Tibet's glaciers are warmer than they've been in 2,000 years

"Over the past 50 years, the rate of temperature rise has been double the average global level," authors of the new report wrote.
By Brooks Hays   |   Aug. 15, 2014 at 3:45 PM
| License Photo

KATHMANDU, Nepal, Aug. 15 (UPI) -- The glacier-filled Tibetan plateau has warmed more over the last 50 years than it has in the preceding 2,000, according to researchers in China.

The Tibetan plateau is covered with tens of thousands of glaciers. The interlinked sheets of ice source the headwaters of the some of the world's largest rivers -- the Yellow and Yangtze in China, the Brahmaputra in India and the Mekong in Southeast Asia -- providing clean drinking water for more than 2 billion people.
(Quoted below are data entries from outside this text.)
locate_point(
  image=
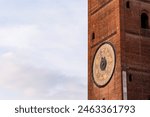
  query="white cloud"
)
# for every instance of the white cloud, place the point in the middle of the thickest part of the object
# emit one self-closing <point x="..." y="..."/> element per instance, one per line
<point x="43" y="50"/>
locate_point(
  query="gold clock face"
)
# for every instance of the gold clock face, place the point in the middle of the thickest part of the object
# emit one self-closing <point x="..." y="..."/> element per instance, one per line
<point x="104" y="64"/>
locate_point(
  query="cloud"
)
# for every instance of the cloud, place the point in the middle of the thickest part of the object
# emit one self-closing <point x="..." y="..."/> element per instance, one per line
<point x="43" y="53"/>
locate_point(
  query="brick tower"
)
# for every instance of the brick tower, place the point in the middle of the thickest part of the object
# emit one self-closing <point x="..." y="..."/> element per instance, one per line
<point x="119" y="49"/>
The snow-covered plateau is sometimes called the "roof of the world."

But researchers say the glaciers are the warmest they've been in two millenniums, their ice melting at a hastening clip.

The alarming new numbers come courtesy of a report by scientists at the Institute of Tibetan Plateau Research, a research division of the Chinese Academy of Sciences.

"Over the past 50 years, the rate of temperature rise has been double the average global level," report authors wrote, as quoted by a local state-run paper called the Science and Technology Daily.

The report says increased human activities on the plateau, as well as global warming, are too blame for the melting ice. They warn that the warming temperatures could lead to an uptick in flooding and landslides in some areas.